Where did she find true meaning at COP26?
World leaders gathered in Glasgow, Scotland this month to discuss the climate crisis at COP26. When they arrived, they were greeted by tens of thousands of activists demanding action to save the planet.
Among them was our friend Kasha Sequoia Slavner, the Toronto-based Gen-Z filmmaker that we have featured on PeaceQuest. She wrote a daily blog while filming on location at COP26, but it was her last entry that really caught our attention.
What follows is an excerpt, and you can read the full story and enjoy her beautiful photos from COP26 on her IndiGoGo.com page for 1.5 Degrees of Peace – A Gen-Z’s Search for Hope.
COP – a 26 year marathon
Cop26 is over. Emotionally, it’s been a difficult week. Including having drafted a pretty long update to make up for my absence, only to lose it after my computer shut down unexpectedly. Frustration has been a keyword on so many levels during COP26 which was a circus for corporate and country level greenwashing. The fossil fuel delegates which were amongst the largest of delegations to attend, larger than any single country. Get where this is going?
Also, there was virtually NO MENTION of the military impacts on the environment throughout the whole week. Nothing in the meetings, high level plenaries or even amongst environmental organizations. That part was surprising. Just a sprinkling of banners in the marches but nothing inside the great halls of power where the discussions and decisions were being made. Yet, a reduction of even 10% of the trillions of dollars spent annually would contribute greatly to the annual climate fund needed to tackle the climate crisis.

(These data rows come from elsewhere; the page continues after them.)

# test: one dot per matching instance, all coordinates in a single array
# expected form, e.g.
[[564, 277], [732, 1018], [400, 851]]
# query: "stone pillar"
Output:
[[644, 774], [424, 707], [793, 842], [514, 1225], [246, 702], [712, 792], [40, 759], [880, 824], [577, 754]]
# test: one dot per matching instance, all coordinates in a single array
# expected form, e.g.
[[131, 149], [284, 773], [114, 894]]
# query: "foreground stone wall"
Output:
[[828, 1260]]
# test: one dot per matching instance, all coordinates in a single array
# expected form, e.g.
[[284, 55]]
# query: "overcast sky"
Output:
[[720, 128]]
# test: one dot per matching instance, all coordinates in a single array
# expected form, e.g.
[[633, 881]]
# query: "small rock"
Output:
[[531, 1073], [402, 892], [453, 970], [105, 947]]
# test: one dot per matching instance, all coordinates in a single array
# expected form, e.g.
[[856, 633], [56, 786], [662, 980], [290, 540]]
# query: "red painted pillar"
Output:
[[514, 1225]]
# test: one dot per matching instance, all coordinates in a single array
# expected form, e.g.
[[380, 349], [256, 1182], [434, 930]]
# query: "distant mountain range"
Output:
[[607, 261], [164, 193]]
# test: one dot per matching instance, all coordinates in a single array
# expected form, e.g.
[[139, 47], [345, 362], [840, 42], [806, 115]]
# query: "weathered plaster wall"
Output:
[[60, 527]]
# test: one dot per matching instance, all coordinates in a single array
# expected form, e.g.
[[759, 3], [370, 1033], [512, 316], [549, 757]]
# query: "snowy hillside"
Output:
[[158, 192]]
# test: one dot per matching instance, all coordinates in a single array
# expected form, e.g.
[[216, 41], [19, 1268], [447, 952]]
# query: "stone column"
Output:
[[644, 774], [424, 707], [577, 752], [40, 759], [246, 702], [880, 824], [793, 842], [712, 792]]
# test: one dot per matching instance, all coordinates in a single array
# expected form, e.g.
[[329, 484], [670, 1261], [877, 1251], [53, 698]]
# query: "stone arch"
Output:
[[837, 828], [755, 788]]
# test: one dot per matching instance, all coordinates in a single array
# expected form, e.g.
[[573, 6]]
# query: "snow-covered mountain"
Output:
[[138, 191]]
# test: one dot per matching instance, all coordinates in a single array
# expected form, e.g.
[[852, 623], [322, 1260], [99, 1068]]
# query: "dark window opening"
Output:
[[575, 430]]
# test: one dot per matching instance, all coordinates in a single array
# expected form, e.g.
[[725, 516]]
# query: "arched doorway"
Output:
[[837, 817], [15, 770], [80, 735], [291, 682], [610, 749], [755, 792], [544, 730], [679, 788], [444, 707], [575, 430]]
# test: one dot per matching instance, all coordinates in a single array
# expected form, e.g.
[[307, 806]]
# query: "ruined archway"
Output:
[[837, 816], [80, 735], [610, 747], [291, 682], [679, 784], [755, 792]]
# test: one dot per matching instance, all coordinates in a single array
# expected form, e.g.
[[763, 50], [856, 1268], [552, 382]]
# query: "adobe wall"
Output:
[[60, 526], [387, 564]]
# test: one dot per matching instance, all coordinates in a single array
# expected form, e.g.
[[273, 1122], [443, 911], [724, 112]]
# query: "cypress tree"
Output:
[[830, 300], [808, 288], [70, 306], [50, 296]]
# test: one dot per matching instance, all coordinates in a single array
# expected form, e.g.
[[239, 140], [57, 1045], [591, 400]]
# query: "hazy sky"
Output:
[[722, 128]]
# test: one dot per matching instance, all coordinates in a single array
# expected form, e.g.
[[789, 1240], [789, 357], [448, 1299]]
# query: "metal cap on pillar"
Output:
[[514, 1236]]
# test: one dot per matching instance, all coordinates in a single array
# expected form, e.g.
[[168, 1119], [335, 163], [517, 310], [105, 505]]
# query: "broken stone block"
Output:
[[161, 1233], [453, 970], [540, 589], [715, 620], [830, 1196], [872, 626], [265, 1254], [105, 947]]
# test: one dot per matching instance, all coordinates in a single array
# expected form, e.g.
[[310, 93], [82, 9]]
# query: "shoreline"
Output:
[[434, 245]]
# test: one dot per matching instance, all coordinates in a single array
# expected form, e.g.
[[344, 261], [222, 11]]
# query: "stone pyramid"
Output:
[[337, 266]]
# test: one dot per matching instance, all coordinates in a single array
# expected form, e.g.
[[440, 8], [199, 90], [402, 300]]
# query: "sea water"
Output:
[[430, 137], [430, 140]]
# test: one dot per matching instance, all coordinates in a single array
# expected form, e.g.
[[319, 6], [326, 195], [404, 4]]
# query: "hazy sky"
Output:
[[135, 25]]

What part of ‘there’s no money on a dead planet’ do these powerful leaders not understand? Such disregard for all life on the planet, especially the ones suffering the most as a result of a problem they did not cause in the first place. I heard many heartbreaking stories.
The only true and meaningful leadership was taken up by civil society organizations, indigenous groups, youth, women, BIPOC and LGBTQ, who for the most part were shut out from the negotiations. I have to say that in response, the boisterous and loud demonstrations which erupted in some of the sessions was exhilarating. Especially the People’s Plenary with speakers from UN constituencies representing movements and organisations from across the globe.